The fishing in Mag Bay is diverse and plentiful. Seen here is Marc Mills with a nice yellowtail. 

The fishing in Mag Bay is diverse and plentiful. Seen here is Marc Mills with a nice yellowtail. 

During our “inshore” days, we managed to catch many species fishing different areas in the bay. It quickly became evident that in Mag Bay, everything is far away. In terms of the run up, down or across the bay to reach the fishing grounds, the ride on the pangas seldom took less than 45 minutes and often was an hour or two. Fishing far offshore might take longer, particularly with a stiff headwind chop.

Some offshore destinations also require a boat ride across a sandy peninsula. That begs some explanation. It’s all about getting there — in this case, to Thetis Bank, about 30 miles off the northern part of Mag Bay. That’s the shortcut route; to boat down to the large mouth of the bay and then northwest to Thetis is more like 45 miles.

Our journey to Thetis had us leaving the lodge in two pangas at dawn for a 15-minute ride to a launch point of sorts on a shallow beach. There, an old and battered but serviceable red Ford pickup backed a trailer to waiting boats (artisanal fishing pangas except for us) to be shuttled a mile or so over the sand and dropped in at a beach facing the Pacific. Standard operating procedure called for fishermen to simply sit in their pangas for the short ride.

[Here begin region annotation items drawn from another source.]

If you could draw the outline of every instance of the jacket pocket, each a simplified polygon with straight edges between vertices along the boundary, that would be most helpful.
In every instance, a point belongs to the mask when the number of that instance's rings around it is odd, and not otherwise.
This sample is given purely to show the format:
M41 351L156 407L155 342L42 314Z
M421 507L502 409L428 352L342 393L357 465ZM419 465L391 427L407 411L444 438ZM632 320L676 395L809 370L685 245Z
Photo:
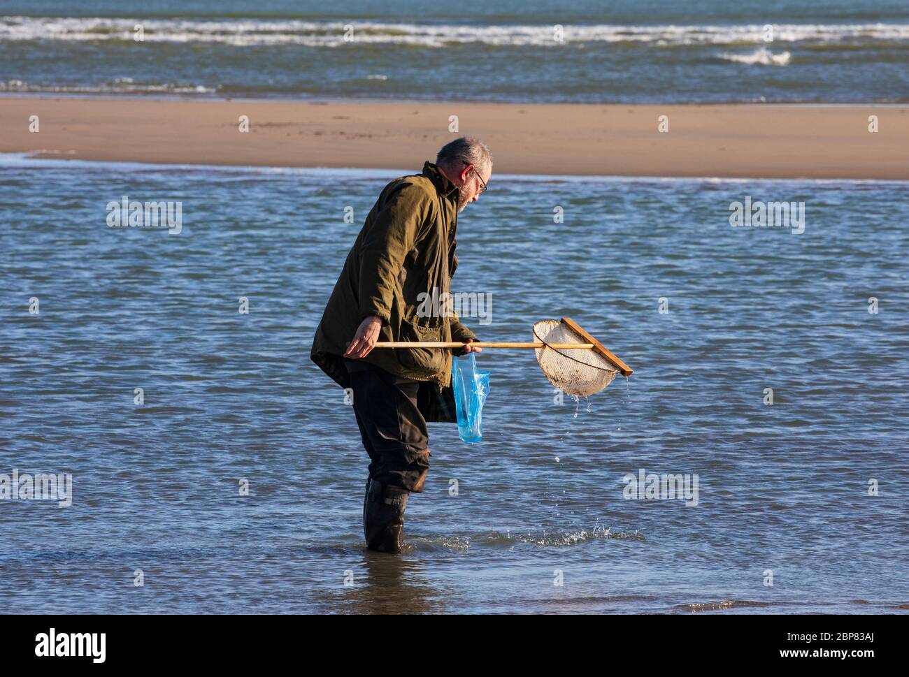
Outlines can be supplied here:
M424 326L401 321L401 341L441 341L441 326ZM429 373L442 371L445 366L445 348L397 348L398 362L408 369Z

There was a small queue ahead of us, so we waited 20 or so minutes for each boat to be served. With four passengers, kayaks and lots of gear, our boat was heavier than the norm, but with mucho creaking, the truck pulled us out and only once required a stop to add air to a sagging tire with an old bicycle pump.

A support team helps shuttle kayaks and anglers to the action surrounding Mag Bay.

A support team helps shuttle kayaks and anglers to the action surrounding Mag Bay.

Action Top, Bottom and In Between

Once relaunched, we encountered a northwest wind, not yet brisk but enough to promise a slow, bumpy ride. When we reached Thetis Bank, the crew put us in over an 80-foot high spot, though wind and currents quickly moved the kayaks off. But we had a great morning with yellowfin tuna — small to maybe 20 pounds — and skipjack. I found spinners with 20- and 30-pound braid perfect for throwing poppers or Sebile Stick Shadds worked back fast and hard.

At one point, the crew in one panga shouted excitedly into the radio something about cow yellowfin swimming underneath the boat. Promnitz said later he might have been close enough to cast a jig to them. “But really, 200-plus-pound fish on 40-pound braid? What was the point?” he said. After catching and mostly releasing many tuna, I dropped slow-pitch jigs during the afternoon in 200 or so feet to catch Pacific red snapper, gulf grouper and various small reef fish. Nearby, Promnitz and Mills found good action on yellowtail to 25 pounds in mid-depths, fishing speed jigs.

By 3 p.m., seas were sporty and building. In other circumstances, I might have thought it was a good time to return to the panga, but I was having such a blast and had gotten so used to climbing up the swells and skating back down that I hardly gave the conditions a second thought. However, the crew soon gave us the high sign; with at least 2½ hours to get to the lodge, it was time to pack up.

The return trip took us perhaps 20 additional minutes when the wheel bearings in the old trailer failed halfway across the sand. We hopped out and lifted the bow while the driver pulled the truck away, unhooked the trailer and soon arrived with another old trailer. We hefted the bow to accommodate the new trailer he backed down, and soon we were again in the water, on the inside, headed back to the lodge under the rising full moon. It’s all part of the adventure when kayak-fishing Magdalena Bay.